- Nickname: The Unknown Nazi Sniper
- Born: Erwin Konig or Heinz Thorvald Unknown Germany
- Died: 1943 Stalingrad, Russian SFSR, Soviet Union
- Cause of death: Killed (By Vasily Zaitsev)
- Allegiance: Nazi Germany
- Branch: Wehrmacht Heer or Waffen-SS
- Service years: Unknown
- Rank: Heer Major (Heer), SS-Sturmbannführer (Waffen-SS)
- Conflicts: Battle of Stalingrad

= Erwin König =

Apocryphal German sniper

Erwin König is reportedly a top German sniper who was killed by Soviet sniper Vasily Zaitsev during the Battle of Stalingrad (1942-43) on the Eastern Front. However, the only record of him comes from wartime Soviet propaganda and Zaitsev's own memoirs. Surviving German military records contain no mention of any similar person.
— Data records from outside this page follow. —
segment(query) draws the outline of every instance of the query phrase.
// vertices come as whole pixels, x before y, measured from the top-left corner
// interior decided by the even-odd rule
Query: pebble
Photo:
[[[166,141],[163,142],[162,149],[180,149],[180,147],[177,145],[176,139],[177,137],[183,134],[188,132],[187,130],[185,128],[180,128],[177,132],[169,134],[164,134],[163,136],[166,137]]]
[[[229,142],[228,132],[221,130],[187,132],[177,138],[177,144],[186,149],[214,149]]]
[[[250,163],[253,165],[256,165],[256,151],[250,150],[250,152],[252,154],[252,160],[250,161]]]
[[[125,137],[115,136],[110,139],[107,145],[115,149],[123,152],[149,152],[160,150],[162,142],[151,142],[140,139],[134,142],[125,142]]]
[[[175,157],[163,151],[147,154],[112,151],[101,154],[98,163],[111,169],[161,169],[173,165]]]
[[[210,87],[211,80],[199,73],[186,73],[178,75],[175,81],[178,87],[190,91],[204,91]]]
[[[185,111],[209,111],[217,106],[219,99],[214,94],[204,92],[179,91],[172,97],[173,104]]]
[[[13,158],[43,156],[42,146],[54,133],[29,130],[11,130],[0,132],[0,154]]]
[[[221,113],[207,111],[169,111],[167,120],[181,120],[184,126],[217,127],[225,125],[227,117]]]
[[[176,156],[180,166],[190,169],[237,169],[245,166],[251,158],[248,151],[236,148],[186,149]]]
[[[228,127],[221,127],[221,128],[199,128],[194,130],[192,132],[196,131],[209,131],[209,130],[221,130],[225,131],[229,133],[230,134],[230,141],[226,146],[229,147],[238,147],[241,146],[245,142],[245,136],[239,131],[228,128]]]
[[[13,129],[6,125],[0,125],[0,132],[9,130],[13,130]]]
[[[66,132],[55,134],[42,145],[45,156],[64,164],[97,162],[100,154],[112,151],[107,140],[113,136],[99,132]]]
Issues that König actually existed include whether he was a Wehrmacht officer or a member of the Waffen SS, was his name Erwin König (Konnings) or Heinz Thorvald, or why the best sniper in the German Army cannot be found in any military archives or Wehrmacht personnel files.

==Background==
According to Notes of a Russian Sniper: Vassili Zaitsev and the Battle of Stalingrad by Vasily Zaitsev, Erwin (Konings) König was reportedly a German Heer Officer in the Wehrmacht (or the Waffen-SS), who was a director at a German sniper school in Berlin. He was ordered to Stalingrad to kill Zaitsev because the Soviet sniper was so good. Following a three-day cat-and-mouse duel through the city's bombed-out ruins, Zaitsev claimed he killed König after he spotted him hiding under iron sheeting near a wrecked tank.

==Historical existence==
Due to the lack of any German wartime records proving the existence of König and his achievements, there is historical doubt as to whether he existed at all. According to the official Soviet account, the sniper was SS-major Heinz Thorvald who was considered the best sniper in the entire German military. However, this is contradicted by Zaitsev in his owned autobiography, who named him Erwin Konings.
The Soviets state König (Konings) was a top sniping instructor who was ordered to Stalingrad to kill Zaitsev once the Germans learned the Red Army was using Zaitsev's kill counts in their propaganda to boost Soviet morale. Their duel is mentioned by author William Craig in his 1973 non-fiction book Enemy at the Gates: The Battle for Stalingrad.

In a post-war visit to Berlin, Zaitsev was allegedly confronted by a woman who told him that she was König's daughter but before any more could be said Zaitsev said he was removed by Soviet handlers to avoid any confrontation.

==In popular culture==
A fictionalized account of the duel in the film Enemy at the Gates portrays Erwin König—played by Ed Harris—as the head of the Wehrmacht Sniper School for the Wehrmacht’s Heer (ground army). He is sent to Stalingrad to take on the increasingly aggressive Soviet snipers. Initially he is successful, killing four of Zaitsev's partners, but eventually he is outwitted by the Russian, portrayed by Jude Law.

Ramón Rosanas wrote a comic about the conflict between Zaitsev and König.